FlorianH comments on The Monster in Our Heads

FlorianH 20 Jan 2025 23:23 UTC
1 point
0
Assumption 1: Most of us are not saints.
Assumption 2: AI safety is a public good.^[1]
[..simple standard incentives..]
Implication: The AI safety researcher, eventually finding himself rather too unlikely to individually be pivotal on either side, may rather ‘rationally’^[2] switch to ‘standard’ AI work.^[3]
So: A rather simple explanation seems to suffice to make sense of the big picture basic pattern you describe.

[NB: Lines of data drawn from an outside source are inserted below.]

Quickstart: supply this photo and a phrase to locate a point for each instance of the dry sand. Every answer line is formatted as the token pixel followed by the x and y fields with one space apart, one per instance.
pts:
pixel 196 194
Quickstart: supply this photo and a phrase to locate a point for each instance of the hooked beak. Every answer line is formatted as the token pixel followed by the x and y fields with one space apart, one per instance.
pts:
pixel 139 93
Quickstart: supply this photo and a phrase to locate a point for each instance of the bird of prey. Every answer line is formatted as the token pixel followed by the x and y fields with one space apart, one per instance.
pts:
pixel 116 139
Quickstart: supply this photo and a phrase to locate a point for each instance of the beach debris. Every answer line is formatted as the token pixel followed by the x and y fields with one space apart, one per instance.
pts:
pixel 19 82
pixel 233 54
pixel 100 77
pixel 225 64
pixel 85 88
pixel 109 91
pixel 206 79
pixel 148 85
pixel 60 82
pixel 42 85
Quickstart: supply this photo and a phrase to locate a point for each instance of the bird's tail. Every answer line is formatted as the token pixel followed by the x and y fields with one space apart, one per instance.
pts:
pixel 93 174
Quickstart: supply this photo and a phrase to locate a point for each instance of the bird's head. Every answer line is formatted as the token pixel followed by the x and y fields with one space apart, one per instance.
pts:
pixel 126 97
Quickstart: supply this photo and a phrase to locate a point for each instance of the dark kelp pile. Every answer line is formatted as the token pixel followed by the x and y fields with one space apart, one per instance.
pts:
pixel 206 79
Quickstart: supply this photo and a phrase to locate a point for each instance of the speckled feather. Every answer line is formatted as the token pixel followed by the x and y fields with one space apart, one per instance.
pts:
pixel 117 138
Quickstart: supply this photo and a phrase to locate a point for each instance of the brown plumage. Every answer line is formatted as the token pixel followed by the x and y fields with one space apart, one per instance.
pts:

Doesn’t mean, the inner tension you point out isn’t interesting. But I don’t think very deep psychological factors needed to explain the general ‘AI safety becomes AI instead’ tendency, which I had the impression the post was meant to suggest.
1. ^
  Or, unaligned/unloving/whatever AGI a public bad.
2. ^
  I mean: individually ‘rational’ once we factor in another trait—Assumption 1b: The unfathomable scale of potential aggregate disutility from AI gone wrong, bottoms out into a constrained ‘negative’ individual utility in terms of the emotional value non-saint Joe places on it. So a 0.1 permille probability of saving the universe may individually rationally be dominated by mundane stuff like having an still somewhat cool and well-paying job or something.
3. ^
  The switch may psychologically be even easier if the employer had started out as actually well-intent and may now still have a bit of an ambiguous flair.